EL ESCARABAJO QUE QUERÍA SER LUCIÉRNAGA: cuento sobre autoestima
Había una vez un escarabajo llamado Numo que vivía en un jardín lleno de criaturas brillantes. Cada noche, al oscurecer, salían las luciérnagas a volar, con sus luces parpadeantes y movimientos elegantes. Numo, desde el suelo, las miraba embelesado.
—Yo también quiero brillar como ellas —suspiraba—. Mis alas son opacas, mi cuerpo es pesado… nadie se fija en mí.
Así que Numo empezó a esconderse durante el día, y a intentar imitar a las luciérnagas por la noche. Pulía su caparazón con gotas de rocío, se trepaba a las ramas más altas para que lo vieran… pero nadie parecía notarlo. Cuanto más lo intentaba, más agotado y triste se sentía.
Una noche, mientras descansaba en una hoja, se le acercó una vieja rana que había estado observando desde el estanque.
—¿Por qué te escondes durante el día, pequeño? —le preguntó.
—Porque no soy bonito —respondió Numo—. No brillo como ellas. No vuelo tan alto. Nadie me ve.
La rana ladeó la cabeza con ternura.
—¿Y tú te has visto cuando haces túneles en la tierra? ¿Cuando remueves hojas con tanta fuerza? ¿Sabes cuántas raíces se nutren gracias a ti? ¿Cuántas semillas germinan porque tú limpias el suelo?

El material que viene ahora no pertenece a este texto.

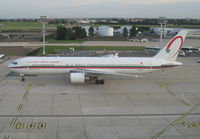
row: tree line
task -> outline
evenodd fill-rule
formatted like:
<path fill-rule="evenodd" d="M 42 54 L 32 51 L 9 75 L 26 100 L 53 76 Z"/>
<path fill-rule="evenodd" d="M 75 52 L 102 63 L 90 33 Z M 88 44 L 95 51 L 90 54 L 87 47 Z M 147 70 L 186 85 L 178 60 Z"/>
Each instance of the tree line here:
<path fill-rule="evenodd" d="M 136 37 L 138 31 L 136 29 L 136 26 L 133 25 L 130 31 L 128 31 L 127 27 L 124 27 L 123 29 L 123 37 Z"/>
<path fill-rule="evenodd" d="M 58 26 L 56 31 L 56 40 L 76 40 L 85 38 L 86 31 L 81 27 L 66 28 L 65 26 Z"/>

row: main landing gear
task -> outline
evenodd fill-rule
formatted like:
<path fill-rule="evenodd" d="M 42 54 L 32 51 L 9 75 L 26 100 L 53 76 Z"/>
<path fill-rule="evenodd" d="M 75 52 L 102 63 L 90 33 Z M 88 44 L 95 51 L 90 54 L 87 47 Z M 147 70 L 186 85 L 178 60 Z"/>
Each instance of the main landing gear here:
<path fill-rule="evenodd" d="M 24 74 L 20 74 L 20 77 L 21 77 L 21 81 L 24 82 L 25 81 Z"/>
<path fill-rule="evenodd" d="M 104 80 L 95 80 L 95 84 L 103 85 L 104 84 Z"/>

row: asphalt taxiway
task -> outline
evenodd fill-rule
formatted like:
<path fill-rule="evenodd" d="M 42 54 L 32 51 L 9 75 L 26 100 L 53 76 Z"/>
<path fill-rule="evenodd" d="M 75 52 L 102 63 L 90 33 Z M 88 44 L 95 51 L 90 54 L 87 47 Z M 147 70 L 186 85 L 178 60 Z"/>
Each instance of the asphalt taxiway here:
<path fill-rule="evenodd" d="M 105 85 L 70 84 L 66 75 L 25 82 L 0 64 L 0 138 L 199 139 L 200 64 L 140 78 L 105 77 Z"/>

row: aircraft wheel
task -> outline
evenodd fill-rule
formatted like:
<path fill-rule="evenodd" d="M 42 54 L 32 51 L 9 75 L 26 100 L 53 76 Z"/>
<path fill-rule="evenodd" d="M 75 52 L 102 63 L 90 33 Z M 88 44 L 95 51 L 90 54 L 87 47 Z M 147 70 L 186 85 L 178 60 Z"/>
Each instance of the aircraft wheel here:
<path fill-rule="evenodd" d="M 102 84 L 102 85 L 104 84 L 104 80 L 100 80 L 99 82 L 100 82 L 100 84 Z"/>
<path fill-rule="evenodd" d="M 24 78 L 24 77 L 22 77 L 21 81 L 22 81 L 22 82 L 24 82 L 24 81 L 25 81 L 25 78 Z"/>
<path fill-rule="evenodd" d="M 95 80 L 95 84 L 99 84 L 100 83 L 100 81 L 99 80 Z"/>

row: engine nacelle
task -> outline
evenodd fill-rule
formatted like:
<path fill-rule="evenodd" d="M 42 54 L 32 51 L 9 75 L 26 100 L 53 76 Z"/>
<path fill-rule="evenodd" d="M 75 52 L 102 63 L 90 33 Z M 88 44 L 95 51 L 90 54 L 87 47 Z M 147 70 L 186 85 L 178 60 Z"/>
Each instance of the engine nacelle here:
<path fill-rule="evenodd" d="M 85 83 L 84 73 L 70 73 L 71 83 Z"/>

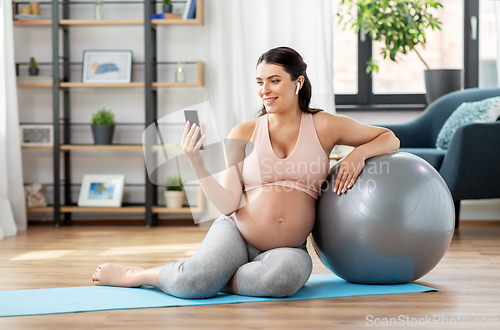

Numo se quedó en silencio. Nunca había pensado que su cuerpo, aunque no brillara, tenía valor en lo que hacía.
Esa noche no intentó volar alto. Caminó entre las plantas, dejó que el aire le tocara el lomo, escuchó el canto de los grillos. Y por primera vez en mucho tiempo, sintió que era suficiente.
Desde entonces, Numo dejó de querer ser luciérnaga. Aprendió a amar su forma, su fuerza, su lugar en el jardín. Y aunque no brillaba en la oscuridad, su sola presencia sostenía la vida.